As the paneled station wagon disappears down the road, I lean against the door frame, my chest tightening with each breath. The gravity of the moment bears down on me. Nostalgia and dread surges in my gut. The station wagon veers to the right, waiting at a muddy breach in the road before letting a familiar truck pass. Spencer is grinning from ear to ear when his truck rolls to a stop.

“That was you, wasn’t it, in that car? Cute as a button and looking just like I remember the first time I saw you back at high school orientation.” He climbs out, his movements slow and deliberate, fatigue etched into every line of his face. He shuffles toward me, up the steps, relying heavily on his cane. “Hello, my beautiful,” he says, his voice low and gravelly as he reaches me and kisses my cheek. “How are you feeling?”

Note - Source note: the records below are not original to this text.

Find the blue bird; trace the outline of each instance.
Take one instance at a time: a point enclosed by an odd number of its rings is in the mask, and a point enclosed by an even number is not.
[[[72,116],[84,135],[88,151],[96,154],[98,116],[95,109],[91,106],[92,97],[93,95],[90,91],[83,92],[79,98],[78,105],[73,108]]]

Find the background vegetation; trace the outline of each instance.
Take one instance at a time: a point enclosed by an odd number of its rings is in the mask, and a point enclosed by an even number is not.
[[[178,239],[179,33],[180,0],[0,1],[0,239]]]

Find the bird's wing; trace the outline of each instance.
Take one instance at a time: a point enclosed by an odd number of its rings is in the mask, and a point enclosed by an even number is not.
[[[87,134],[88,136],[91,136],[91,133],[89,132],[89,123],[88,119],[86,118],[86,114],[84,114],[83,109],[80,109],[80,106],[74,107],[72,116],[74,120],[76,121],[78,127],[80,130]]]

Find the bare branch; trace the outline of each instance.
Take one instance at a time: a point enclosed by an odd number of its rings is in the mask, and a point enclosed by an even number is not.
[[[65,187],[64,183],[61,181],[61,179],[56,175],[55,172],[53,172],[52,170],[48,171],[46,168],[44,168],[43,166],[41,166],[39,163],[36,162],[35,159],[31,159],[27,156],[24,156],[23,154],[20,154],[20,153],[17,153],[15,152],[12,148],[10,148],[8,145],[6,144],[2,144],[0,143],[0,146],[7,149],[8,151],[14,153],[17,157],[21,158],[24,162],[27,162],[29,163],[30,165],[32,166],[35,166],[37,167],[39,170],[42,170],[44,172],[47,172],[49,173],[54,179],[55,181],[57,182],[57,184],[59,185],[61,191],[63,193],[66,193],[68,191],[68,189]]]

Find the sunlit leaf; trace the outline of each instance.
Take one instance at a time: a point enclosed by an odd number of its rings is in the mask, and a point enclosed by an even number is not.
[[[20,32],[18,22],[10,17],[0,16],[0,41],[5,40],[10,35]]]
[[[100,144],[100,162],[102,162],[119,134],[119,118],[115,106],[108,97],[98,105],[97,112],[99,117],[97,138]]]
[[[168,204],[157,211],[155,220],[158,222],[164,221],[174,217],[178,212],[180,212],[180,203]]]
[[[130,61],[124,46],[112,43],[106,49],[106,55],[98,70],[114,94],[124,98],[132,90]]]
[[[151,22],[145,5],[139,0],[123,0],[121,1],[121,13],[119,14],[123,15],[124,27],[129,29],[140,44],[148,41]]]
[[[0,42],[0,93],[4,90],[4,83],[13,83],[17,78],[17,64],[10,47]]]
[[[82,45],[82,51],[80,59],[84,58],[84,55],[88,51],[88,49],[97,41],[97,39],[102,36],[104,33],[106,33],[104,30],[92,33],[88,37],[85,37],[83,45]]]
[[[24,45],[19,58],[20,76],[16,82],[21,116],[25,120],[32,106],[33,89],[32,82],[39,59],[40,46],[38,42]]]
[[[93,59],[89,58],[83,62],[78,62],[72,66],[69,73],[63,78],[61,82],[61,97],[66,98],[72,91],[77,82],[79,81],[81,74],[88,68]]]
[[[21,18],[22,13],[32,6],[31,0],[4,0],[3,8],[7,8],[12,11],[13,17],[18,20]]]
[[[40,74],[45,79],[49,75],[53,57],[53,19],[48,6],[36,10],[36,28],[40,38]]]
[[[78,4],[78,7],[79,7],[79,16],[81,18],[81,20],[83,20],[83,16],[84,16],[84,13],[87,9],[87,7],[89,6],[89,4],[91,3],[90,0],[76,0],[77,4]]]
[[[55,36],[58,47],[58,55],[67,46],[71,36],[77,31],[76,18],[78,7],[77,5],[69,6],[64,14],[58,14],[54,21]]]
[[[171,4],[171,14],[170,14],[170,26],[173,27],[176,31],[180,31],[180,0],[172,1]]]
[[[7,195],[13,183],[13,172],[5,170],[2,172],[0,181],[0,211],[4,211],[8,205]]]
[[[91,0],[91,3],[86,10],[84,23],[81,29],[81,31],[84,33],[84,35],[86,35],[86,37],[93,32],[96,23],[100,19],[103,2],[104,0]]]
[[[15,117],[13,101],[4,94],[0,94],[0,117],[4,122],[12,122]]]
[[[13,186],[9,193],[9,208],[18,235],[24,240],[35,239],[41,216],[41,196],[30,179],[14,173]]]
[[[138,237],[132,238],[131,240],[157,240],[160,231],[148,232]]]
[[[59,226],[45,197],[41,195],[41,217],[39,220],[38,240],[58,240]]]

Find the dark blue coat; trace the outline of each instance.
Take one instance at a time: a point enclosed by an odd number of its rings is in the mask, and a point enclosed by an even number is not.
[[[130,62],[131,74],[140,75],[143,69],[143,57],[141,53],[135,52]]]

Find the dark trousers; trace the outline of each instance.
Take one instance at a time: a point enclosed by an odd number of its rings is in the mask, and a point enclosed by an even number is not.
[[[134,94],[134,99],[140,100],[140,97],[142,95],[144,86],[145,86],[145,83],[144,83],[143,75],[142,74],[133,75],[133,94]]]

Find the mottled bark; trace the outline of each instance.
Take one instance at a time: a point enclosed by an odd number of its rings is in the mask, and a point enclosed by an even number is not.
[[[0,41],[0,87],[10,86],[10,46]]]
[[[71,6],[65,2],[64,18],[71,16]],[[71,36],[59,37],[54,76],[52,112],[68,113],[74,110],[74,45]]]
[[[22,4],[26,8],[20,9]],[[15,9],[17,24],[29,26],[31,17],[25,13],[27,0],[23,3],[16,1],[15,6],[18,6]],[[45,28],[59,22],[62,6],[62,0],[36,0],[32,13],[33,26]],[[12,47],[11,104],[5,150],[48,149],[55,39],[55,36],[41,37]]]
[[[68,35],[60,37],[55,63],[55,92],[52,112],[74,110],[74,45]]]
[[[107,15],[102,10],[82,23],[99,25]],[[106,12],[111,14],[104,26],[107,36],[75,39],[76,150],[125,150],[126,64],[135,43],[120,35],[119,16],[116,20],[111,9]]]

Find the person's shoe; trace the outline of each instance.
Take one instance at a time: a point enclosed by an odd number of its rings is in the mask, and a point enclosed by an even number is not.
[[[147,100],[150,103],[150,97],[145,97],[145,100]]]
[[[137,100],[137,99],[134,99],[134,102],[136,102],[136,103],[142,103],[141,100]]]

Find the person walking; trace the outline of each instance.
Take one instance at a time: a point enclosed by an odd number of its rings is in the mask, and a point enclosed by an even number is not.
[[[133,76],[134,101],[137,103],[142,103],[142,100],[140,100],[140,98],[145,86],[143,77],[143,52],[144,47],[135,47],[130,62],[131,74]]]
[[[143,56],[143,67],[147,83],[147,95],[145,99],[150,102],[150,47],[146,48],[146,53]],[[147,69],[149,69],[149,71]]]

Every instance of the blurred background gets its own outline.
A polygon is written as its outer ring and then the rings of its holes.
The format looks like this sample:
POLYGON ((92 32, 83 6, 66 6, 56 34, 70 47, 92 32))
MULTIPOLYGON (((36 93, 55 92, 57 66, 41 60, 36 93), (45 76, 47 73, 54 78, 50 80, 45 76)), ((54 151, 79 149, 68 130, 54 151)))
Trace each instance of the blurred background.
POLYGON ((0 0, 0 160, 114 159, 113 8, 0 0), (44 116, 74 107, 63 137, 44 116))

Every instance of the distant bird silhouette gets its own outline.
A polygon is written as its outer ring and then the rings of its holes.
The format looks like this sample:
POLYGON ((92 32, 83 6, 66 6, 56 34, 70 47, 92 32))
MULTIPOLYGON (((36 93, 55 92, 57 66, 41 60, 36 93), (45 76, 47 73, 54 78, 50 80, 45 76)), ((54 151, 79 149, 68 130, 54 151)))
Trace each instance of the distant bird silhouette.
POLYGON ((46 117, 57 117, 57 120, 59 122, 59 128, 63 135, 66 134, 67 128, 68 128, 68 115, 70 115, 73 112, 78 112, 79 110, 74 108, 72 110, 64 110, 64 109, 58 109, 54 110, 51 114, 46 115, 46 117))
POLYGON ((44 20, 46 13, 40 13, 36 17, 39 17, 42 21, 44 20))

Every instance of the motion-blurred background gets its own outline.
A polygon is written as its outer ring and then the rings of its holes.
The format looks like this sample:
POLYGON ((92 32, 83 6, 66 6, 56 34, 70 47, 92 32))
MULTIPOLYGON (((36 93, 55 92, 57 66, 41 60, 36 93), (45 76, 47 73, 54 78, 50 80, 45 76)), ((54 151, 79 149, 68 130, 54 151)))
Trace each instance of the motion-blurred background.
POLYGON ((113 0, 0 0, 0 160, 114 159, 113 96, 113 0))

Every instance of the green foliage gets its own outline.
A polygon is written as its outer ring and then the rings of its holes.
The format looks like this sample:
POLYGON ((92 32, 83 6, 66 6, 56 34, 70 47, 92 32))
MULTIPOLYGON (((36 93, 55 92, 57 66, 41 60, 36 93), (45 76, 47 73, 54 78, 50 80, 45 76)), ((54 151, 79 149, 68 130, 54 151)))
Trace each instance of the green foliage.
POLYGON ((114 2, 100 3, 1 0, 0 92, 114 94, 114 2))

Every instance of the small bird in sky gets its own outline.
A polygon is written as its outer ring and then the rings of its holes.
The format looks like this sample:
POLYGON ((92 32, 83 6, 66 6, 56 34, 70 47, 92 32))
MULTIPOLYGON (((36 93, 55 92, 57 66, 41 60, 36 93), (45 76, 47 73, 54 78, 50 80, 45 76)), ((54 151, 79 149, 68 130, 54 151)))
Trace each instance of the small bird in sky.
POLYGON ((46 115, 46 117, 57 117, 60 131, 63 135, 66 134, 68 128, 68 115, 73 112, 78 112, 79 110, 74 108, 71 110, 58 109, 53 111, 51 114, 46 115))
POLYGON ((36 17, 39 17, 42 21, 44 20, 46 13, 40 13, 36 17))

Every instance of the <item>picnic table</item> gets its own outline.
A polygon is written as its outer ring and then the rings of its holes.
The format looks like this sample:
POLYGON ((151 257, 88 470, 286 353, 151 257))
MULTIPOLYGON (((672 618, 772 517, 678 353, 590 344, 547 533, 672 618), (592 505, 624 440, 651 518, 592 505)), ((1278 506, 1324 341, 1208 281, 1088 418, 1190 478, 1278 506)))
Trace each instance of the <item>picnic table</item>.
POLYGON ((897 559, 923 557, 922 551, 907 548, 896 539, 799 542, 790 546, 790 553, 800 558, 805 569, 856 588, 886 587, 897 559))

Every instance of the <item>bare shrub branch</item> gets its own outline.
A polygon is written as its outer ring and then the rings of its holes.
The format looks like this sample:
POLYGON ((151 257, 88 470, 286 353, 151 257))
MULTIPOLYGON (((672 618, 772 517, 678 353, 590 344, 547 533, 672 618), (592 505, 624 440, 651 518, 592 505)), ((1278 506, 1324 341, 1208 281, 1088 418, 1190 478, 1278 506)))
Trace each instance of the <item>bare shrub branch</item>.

I can barely hear him. I can’t quite get enough oxygen, and I’m breathing hard. In one turn of the Earth, this will all be gone.

“Is it done?” I ask.

“It’s done. The last of the sacred books are on a train to North Carolina, and The Key of Hell and Death is going out in tonight’s mail to Dublin. Our books are now hidden away in thirty-seven safe houses, all waiting for Veronica to be born, grow up, and need them. They’ll keep her safe, and she’ll save the human race.”

I nod. Relief and sadness war inside me. “We can rest now,” I murmur, more to myself than to him. I’m tired, so tired. I’ve always heard that the sick and frail rally before they die, but I don’t seem to have it in me.

Only regrets. I last saw Veronica a few days before The Shift. To me, that was twelve years ago. I’d hugged her and kissed her cheek goodbye and explained that I was retiring to 1960 rather than take up resources in the middle of disaster and the difficult years after, but the truth was, I couldn’t bear to see the earth I’d loved and most of her people lost in a disaster I couldn’t stop and that the priesthood had chosen not to. Spencer had spared me of it by bringing me back in time to a place I could be safe, productive, and at peace. But it’s still been twelve years since I’ve seen my daughter, and my heart aches for her, somewhere in the first quarter of the twenty-first century.

The Shift, a cataclysmic event that would reshape the world as we knew it, loomed in the future. Massive tectonic movements, devastating climate changes, and the loss of billions of lives—it was too much to comprehend. Yet, here we were, preparing for it from the safety of decades past, hoping our efforts would guide Veronica through the chaos to come.

“Aw, Maeve. You look sad. I thought you’d be pleased. We’ve done everything we can to help our girl.”

“I am pleased,” I say as he follows me inside. But what I’m thinking is that we haven’t done everything we can, not since Cora gave me that book about astrology and timelines. Mr. Casey will be back tomorrow with a copy of all his paperwork for me, but I won’t be here. I’ve told him to come tomorrow so he can take care of matters without the local law enforcement not understanding who to contact on our behalf when we’re. . .gone.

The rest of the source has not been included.